In a later description of the portraits Lady Denham keeps of her two dead husbands, we learn that one, the untitled but rich one, who’s made her parading possible, is seen only in a miniature in an obscure part of the room. Her other late husband, the less wealthy but titled one, is shown off in a large portrait hanging over the mantlepiece. These details suggest that Lady Denham is the ass. This description of the two portraits is where Sanditon breaks off.

The Unfinished Novel

The unfinished novel explores how people used and were used by each other, for self-aggrandizement and financial gain, at a time in the nation when economic prosperity and cultural access were expanding for some but not for others.

Sanditon isn’t just unfinished Austen; it’s the last unfinished Austen.

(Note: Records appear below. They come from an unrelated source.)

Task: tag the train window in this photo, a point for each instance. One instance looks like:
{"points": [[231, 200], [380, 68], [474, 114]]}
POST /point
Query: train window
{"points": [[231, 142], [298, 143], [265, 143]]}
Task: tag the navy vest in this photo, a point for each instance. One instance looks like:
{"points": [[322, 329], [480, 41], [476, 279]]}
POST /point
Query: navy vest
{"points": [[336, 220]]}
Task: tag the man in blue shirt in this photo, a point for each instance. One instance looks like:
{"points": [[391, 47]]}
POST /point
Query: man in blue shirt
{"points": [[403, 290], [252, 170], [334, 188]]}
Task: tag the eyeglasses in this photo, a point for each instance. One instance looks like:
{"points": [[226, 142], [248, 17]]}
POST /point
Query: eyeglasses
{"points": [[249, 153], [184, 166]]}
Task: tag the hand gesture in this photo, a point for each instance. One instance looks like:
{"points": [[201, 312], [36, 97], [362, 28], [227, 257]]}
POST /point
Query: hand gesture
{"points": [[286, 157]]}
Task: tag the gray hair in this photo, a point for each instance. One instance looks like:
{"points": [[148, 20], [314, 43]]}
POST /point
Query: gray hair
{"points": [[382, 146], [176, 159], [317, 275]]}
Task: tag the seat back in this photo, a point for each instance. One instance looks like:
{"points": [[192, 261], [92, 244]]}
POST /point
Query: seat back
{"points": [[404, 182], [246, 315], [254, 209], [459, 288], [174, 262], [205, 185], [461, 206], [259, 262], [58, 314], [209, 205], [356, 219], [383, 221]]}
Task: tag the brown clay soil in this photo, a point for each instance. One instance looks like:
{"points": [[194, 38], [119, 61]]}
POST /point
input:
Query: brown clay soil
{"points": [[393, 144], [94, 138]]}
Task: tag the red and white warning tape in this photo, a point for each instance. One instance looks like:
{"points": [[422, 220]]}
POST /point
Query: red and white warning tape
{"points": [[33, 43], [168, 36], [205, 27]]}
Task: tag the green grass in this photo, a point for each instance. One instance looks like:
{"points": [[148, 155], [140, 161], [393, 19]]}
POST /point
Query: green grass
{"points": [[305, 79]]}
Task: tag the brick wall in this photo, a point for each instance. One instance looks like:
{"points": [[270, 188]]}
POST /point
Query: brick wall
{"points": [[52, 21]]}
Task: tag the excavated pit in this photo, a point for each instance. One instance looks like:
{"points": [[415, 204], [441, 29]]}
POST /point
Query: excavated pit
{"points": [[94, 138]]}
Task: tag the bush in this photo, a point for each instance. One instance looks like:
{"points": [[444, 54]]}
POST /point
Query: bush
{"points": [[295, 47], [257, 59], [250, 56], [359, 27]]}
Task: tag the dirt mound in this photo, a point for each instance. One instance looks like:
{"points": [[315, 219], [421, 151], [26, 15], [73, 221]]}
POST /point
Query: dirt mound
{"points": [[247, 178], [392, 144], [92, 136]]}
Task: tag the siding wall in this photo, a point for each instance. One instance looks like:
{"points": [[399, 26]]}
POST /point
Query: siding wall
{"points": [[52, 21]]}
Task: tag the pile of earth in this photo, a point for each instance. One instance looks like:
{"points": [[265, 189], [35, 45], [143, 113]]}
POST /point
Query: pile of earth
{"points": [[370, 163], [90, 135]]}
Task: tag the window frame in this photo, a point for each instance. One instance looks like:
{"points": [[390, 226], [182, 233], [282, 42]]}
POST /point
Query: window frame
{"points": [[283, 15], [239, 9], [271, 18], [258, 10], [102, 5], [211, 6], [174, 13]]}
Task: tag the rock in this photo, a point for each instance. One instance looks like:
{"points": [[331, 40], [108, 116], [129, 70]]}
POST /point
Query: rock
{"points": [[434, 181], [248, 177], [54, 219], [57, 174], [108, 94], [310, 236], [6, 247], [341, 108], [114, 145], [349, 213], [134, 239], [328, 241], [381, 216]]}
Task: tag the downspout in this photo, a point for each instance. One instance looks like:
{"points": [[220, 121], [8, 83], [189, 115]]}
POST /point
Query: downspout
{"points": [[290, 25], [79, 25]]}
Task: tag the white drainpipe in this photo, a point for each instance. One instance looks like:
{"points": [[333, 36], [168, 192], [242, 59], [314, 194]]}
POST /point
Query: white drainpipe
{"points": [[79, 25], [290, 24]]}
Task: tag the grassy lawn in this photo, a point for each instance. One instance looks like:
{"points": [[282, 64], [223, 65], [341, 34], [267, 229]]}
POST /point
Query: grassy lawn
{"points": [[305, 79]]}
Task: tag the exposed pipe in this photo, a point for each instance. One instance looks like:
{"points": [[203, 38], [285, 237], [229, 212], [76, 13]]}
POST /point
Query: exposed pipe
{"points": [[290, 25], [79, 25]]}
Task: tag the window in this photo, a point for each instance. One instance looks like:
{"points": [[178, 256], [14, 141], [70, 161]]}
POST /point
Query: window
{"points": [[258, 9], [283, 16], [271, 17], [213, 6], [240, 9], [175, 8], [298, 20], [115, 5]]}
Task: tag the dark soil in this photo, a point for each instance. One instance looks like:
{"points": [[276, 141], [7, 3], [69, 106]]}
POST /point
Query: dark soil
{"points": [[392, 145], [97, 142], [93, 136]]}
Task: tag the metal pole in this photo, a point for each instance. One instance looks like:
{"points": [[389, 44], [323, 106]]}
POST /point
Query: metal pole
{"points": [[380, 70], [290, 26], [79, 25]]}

In Sanditon, we’re given an intriguing glimpse into where Austen might have headed next as a fiction writer, had she recovered or survived long enough to complete just one more work.

Sanditon explores health and illness, alongside a complicated cast of characters. The unfinished Sanditon reveals an author at the height of her powers, who, though ill herself, satirizes sickness and exposes injustice.

Common Questions about the Various Themes in Austen’s Unfinished ‘Sanditon’

Q: What was a bathing machine?

A bathing machine was a small house or shed on wheels. It made it possible for a bather to change privately into a bathing costume. The bathing machine could be brought by servants, or hired help, directly into the water. After changing clothing, the bather would be assisted out of the shed by the servant and led down a built-in set of stairs, to enter directly into the water.

Q: Who were the bathing machines meant for?

Both men and women could use a bathing machine. However, given the strictures for modesty put upon women, they were especially important for wealthy females, like Miss Lambe.

Q: What aspects of society does Sanditon explore?

Sanditon explores how people used and were used by each other, for self-aggrandizement and financial gain, at a time in the nation when economic prosperity and cultural access were expanding for some but not for others.